Urbis Think Tank
Australia avoided a crash and Victorian Industrial Market is now stabilising
Although Australian real estate markets weathered the GFC better than other developed nations, the Industrial market was one of the first and hardest hit. Yields pushed out to nearly 9% for prime assets and 10-11% for secondary grade assets as a result of significant decline in market activity and buyer sentiment during 2008 and early 2009
However, during the latter stages of 2009 we saw a larger number of transactions, mainly by private investors, showing that yields had stabilised and much of the ‘distressed sales’ that had been forecast failed to materialise.
Fast forwarding to 2011 and real estate markets have stabilised, but there is a definite shift back to the fundamentals of property and investment parameters.
Recently, we reviewed an industrial property in Melbourne’s northern suburbs Industrial precinct, and identified some key insights:
- There is still a distinct absence of institutional buyers within the Industrial sector.
- A reduction in construction levels has reduced the threat of oversupply
- The reduction in construction is due to a number of circumstances including the lack of credit available to fund developments, lack of tenant demand, and projects being put ‘on hold’
- We are yet to see any significant change in debt markets despite increased optimism in property markets and in the wider economy.

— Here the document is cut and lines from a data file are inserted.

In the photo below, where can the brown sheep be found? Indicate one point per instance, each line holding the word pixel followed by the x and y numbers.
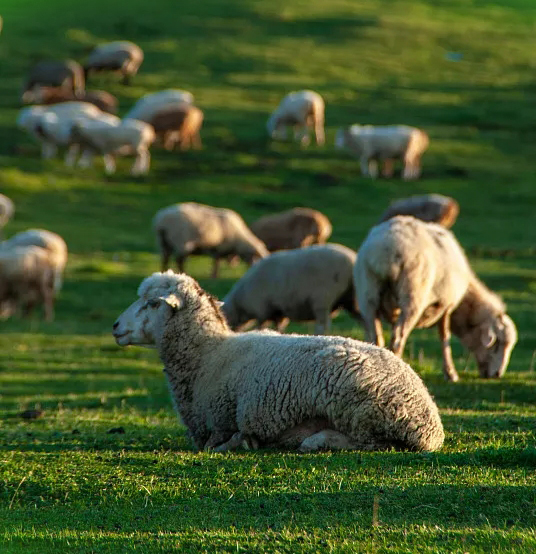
pixel 293 228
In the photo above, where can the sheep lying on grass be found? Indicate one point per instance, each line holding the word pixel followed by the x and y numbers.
pixel 303 111
pixel 189 228
pixel 293 228
pixel 415 274
pixel 434 208
pixel 121 55
pixel 300 285
pixel 290 391
pixel 385 143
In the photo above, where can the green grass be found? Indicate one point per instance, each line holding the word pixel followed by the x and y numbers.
pixel 66 482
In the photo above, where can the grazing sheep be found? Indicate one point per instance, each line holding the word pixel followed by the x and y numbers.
pixel 7 209
pixel 434 208
pixel 303 111
pixel 51 242
pixel 26 279
pixel 180 125
pixel 295 228
pixel 190 228
pixel 53 95
pixel 122 56
pixel 66 74
pixel 290 391
pixel 415 274
pixel 300 285
pixel 111 137
pixel 385 143
pixel 150 104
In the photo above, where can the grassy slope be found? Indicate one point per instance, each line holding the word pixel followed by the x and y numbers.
pixel 66 483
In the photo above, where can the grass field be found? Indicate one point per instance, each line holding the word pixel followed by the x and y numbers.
pixel 108 468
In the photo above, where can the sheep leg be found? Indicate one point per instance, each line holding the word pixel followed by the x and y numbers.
pixel 444 333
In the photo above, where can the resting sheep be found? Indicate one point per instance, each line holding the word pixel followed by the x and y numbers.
pixel 299 285
pixel 66 74
pixel 26 279
pixel 295 228
pixel 122 56
pixel 415 274
pixel 52 243
pixel 291 391
pixel 385 143
pixel 190 228
pixel 303 111
pixel 434 208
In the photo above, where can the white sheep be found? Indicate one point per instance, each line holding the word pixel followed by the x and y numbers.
pixel 292 391
pixel 303 111
pixel 51 242
pixel 109 136
pixel 301 285
pixel 26 279
pixel 415 274
pixel 190 228
pixel 121 55
pixel 150 104
pixel 385 143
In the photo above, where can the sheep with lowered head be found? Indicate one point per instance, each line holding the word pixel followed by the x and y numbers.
pixel 415 274
pixel 303 111
pixel 189 228
pixel 122 56
pixel 293 228
pixel 300 285
pixel 299 392
pixel 384 143
pixel 434 208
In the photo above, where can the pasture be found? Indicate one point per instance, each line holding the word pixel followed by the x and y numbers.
pixel 108 467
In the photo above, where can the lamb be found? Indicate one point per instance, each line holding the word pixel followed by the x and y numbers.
pixel 122 56
pixel 434 208
pixel 300 285
pixel 66 74
pixel 178 125
pixel 150 104
pixel 110 137
pixel 7 209
pixel 295 228
pixel 26 278
pixel 53 95
pixel 373 143
pixel 290 391
pixel 415 274
pixel 302 110
pixel 52 243
pixel 190 228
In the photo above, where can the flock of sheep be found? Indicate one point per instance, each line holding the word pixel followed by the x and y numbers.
pixel 261 388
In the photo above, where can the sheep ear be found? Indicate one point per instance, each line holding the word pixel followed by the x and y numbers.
pixel 488 337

- The lower price point over the past year has attracted private investors into the market and increased market activity.
- Yields for specialised and purpose-built facilities are still above 9.0% due to the inherent tenant vacancy risk and downtimes.
- The negative growth in rental and land values has subsided and we now expect them to stabilise.
One promising sign on the horizon is the increase in leasing activity, especially in Melbourne’s West, where businesses have benefitted from the early completion of the Deer Park Bypass that links the Western Ring Road and Western Freeway. This is a salient reminder of the importance of transport links to the success of industrial precincts, which applies to all of our cities.